Supplemental Table S2 showed that the relative abundances of the classes Alphaproteobacteria, Gammaproteobacteria, Cyanophyceae, Cyanobacteria and Actinobacteria were significantly different among treatments. Compared with UL, the other four treatments increased Alphaproteobacteria, but significantly decreased Gammaproteobacteria, Cyanophyceae and Cyanobacteria (P < 0.05). NPK, M and MNPK increased Cyanobacteria and Actinobacteria, but decreased Alphaproteobacteria compared with CK.
LefSe analysis was applied to ascertain the biomarkers, which were significantly enriched carbon-fixing microbial taxa in certain treatments (Fig. 3a). There were 17 biomarkers with LDA score > 3.5, 16 of which belonged to Proteobacteria phylum. Therefore, reclamation mainly influenced the assembly of proteobacteria, which was consistent with the results of carbon-fixing microbial community composition (Fig. 2a). Compared with UL, class Alphaproteobacteria was significantly enriched in four other treatments; family Bradyrhizobiaceae was significantly enriched in NPK and MNPK; family Comamonadaceae was significantly enriched in M and MNPK; family Phyllobacteriaceae, genus Mesorhizobium and genus Nitrobacter were significantly enriched in MNPK; family Devosiaceae and genus Devosia were significantly enriched in CK. Compared with four other treatments, five biomarkers were significantly enriched in UL, namely class Gammaproteobacteria, order Chromatiales, family Chromatiaceae and genus Marichromatium, i.e. these taxa were significantly decreased in all bioreclamation treatments (CK, NPK, M and MNPK).
Figure 3.
Linear discriminant analysis (LDA) effect size analysis determined biomarkers (a) between UL and other treatments (CK, NPK, M and MNPK) and (b) between CK and fertilization treatments (NPK, M and MNPK). The LDA score indicates the effect size and ranking of each differentially abundant taxon (P < 0.05, LDA score > 3.5, a) (P < 0.05, LDA score > 3.0, b). The ordinate is the taxon with significant difference among groups, and the abscissa is a bar chart to visually show the LDA log score of each taxon. Blue, red, gray and orange bars represent the biomarkers in CK, NPK, M and MNPK having significantly greater abundances than in UL, respectively (a). Green bars represent the biomarkers in UL having significantly greater abundances than in all the other four treatments (a). Gray orange and red bars represent the biomarkers in M MNPK and NPK having significantly greater abundances than in CK, respectively (b). Blue bars represent the biomarkers in CK having significantly greater abundances than in all the other three treatments (b).

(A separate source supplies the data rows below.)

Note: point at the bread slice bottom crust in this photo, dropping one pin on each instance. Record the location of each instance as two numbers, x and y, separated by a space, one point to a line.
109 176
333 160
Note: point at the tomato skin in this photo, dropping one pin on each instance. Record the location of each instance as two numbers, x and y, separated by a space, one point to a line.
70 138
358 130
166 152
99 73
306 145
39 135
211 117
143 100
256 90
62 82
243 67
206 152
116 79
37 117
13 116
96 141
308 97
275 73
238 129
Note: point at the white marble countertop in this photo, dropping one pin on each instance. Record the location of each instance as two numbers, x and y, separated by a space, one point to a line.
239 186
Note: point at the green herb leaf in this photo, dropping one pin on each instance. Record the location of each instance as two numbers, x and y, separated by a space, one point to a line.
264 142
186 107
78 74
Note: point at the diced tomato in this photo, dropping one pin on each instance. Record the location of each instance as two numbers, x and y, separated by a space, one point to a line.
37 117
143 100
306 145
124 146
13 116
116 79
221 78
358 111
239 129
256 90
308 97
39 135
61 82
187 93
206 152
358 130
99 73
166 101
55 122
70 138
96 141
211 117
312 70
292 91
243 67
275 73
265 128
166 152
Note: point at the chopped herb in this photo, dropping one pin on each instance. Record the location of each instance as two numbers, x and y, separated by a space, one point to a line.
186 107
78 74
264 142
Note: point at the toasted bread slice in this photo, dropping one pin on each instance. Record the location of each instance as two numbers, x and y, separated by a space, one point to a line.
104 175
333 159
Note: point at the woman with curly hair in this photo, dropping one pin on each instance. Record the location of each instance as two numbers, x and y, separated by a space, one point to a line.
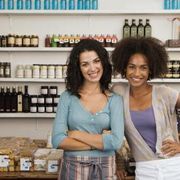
150 110
87 108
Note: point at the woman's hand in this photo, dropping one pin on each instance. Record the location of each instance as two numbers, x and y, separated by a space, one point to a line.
170 147
75 134
121 174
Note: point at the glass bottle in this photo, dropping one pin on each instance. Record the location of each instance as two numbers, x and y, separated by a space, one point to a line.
133 29
126 29
19 99
19 4
7 102
147 29
2 100
14 100
37 4
140 29
26 100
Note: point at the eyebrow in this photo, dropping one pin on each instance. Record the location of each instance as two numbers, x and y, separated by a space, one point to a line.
87 61
136 65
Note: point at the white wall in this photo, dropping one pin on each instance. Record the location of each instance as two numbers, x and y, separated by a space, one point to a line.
58 24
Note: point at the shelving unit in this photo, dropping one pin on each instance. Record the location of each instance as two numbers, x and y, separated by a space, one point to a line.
89 12
43 22
27 115
59 49
33 80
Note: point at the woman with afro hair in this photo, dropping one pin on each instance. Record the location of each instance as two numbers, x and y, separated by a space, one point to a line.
150 110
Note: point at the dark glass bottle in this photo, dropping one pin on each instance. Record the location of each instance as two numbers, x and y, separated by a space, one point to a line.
2 99
26 100
147 29
19 99
126 29
140 29
133 29
7 100
14 100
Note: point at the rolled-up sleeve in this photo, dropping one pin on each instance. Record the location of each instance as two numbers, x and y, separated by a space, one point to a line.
113 141
60 127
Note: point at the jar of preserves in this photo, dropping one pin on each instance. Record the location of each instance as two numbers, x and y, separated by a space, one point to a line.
18 41
20 71
34 41
53 90
51 71
36 71
44 90
41 108
33 108
58 71
26 41
28 71
10 40
43 71
49 108
34 99
40 99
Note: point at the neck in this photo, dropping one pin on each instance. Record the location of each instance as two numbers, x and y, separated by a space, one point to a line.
137 92
90 88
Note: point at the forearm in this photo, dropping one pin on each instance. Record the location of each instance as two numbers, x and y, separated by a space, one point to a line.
93 140
73 145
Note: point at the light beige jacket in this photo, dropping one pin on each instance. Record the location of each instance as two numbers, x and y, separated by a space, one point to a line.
163 102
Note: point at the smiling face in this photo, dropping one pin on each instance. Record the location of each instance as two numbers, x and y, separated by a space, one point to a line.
137 71
91 66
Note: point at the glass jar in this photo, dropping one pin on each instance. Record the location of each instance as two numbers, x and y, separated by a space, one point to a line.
53 90
48 99
28 71
18 41
56 99
64 70
43 71
49 108
36 71
20 71
40 99
51 71
41 108
33 108
58 71
44 90
34 99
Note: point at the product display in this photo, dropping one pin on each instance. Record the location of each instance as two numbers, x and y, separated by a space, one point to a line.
49 4
137 31
35 40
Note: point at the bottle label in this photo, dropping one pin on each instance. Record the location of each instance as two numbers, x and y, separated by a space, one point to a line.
19 104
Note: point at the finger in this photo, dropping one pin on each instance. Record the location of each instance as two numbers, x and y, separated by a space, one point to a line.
167 141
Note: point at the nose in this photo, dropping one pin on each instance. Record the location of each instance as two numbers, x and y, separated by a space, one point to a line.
92 66
137 72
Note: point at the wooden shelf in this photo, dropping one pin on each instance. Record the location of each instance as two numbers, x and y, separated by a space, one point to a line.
89 12
35 80
165 80
32 80
27 175
27 115
42 49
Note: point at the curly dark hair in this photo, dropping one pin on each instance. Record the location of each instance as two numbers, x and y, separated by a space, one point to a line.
75 79
152 48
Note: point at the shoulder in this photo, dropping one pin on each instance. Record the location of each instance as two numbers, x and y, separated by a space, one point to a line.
164 90
66 96
120 88
115 98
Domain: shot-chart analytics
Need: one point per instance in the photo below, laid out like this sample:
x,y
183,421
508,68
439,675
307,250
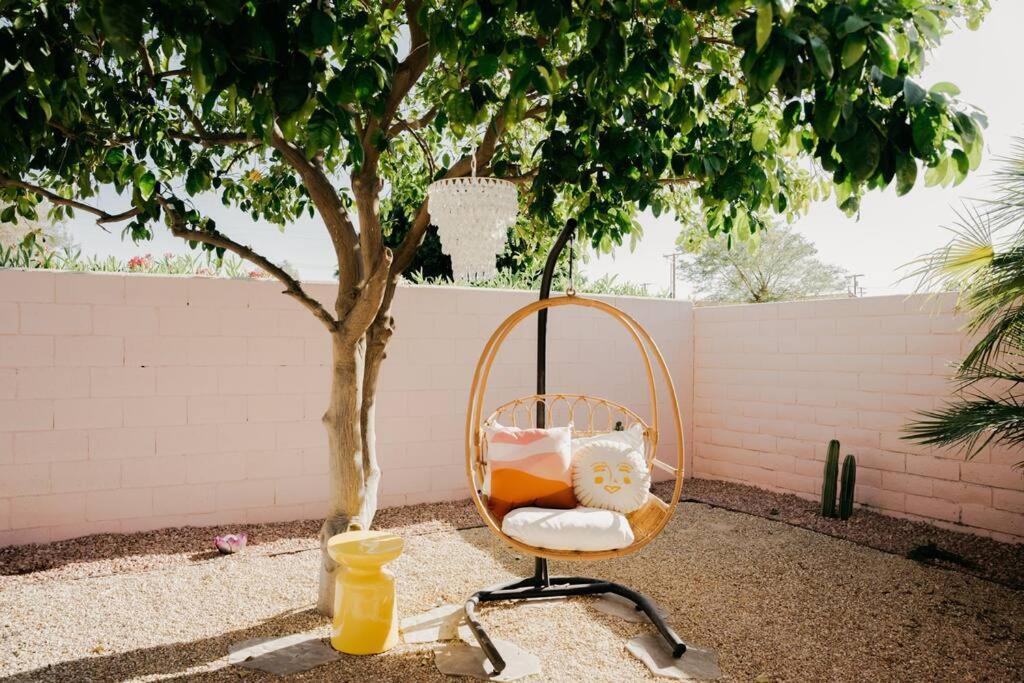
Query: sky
x,y
891,230
888,233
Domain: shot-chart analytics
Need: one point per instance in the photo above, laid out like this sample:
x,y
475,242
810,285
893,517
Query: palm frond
x,y
988,275
972,424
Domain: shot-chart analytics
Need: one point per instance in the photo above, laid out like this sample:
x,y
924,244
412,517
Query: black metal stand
x,y
541,585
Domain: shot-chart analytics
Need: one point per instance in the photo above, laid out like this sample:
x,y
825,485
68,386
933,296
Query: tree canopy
x,y
596,108
776,264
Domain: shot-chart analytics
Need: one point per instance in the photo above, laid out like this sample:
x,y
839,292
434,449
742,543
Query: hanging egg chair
x,y
588,416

There were 17 biomarkers with LDA score > 3.0 (Fig. 3b), 10, five and two of them respectively belonged to Proteobacteria, Actinobacteria and Cyanobacteria phylum. Therefore, fertilization mainly influenced the assembly of these three phyla, which was consistent with the results of taxa composition mentioned in Fig. 2a. Compared with CK, genus Nitrobacter was significantly enriched in NPK M and MNPK; family Phyllobacteriaceae and genus Mesorhizobium were significantly enriched in M and MNPK; class Actinobacteria was significantly enriched in NPK and MNPK; Phylum Cyanobacteria, class Cyanophyceae, family Thiobacillaceae, genus Sulfuritortus, family Thermomonosporaceae and genus Thermomonospora were significantly enriched in NPK. Compared with NPK, M and MNPK, family Devosiaceae and genus Devosia were significantly enriched in CK, which means these taxa were significantly decreased in all fertilization treatments (NPK, M and MNPK).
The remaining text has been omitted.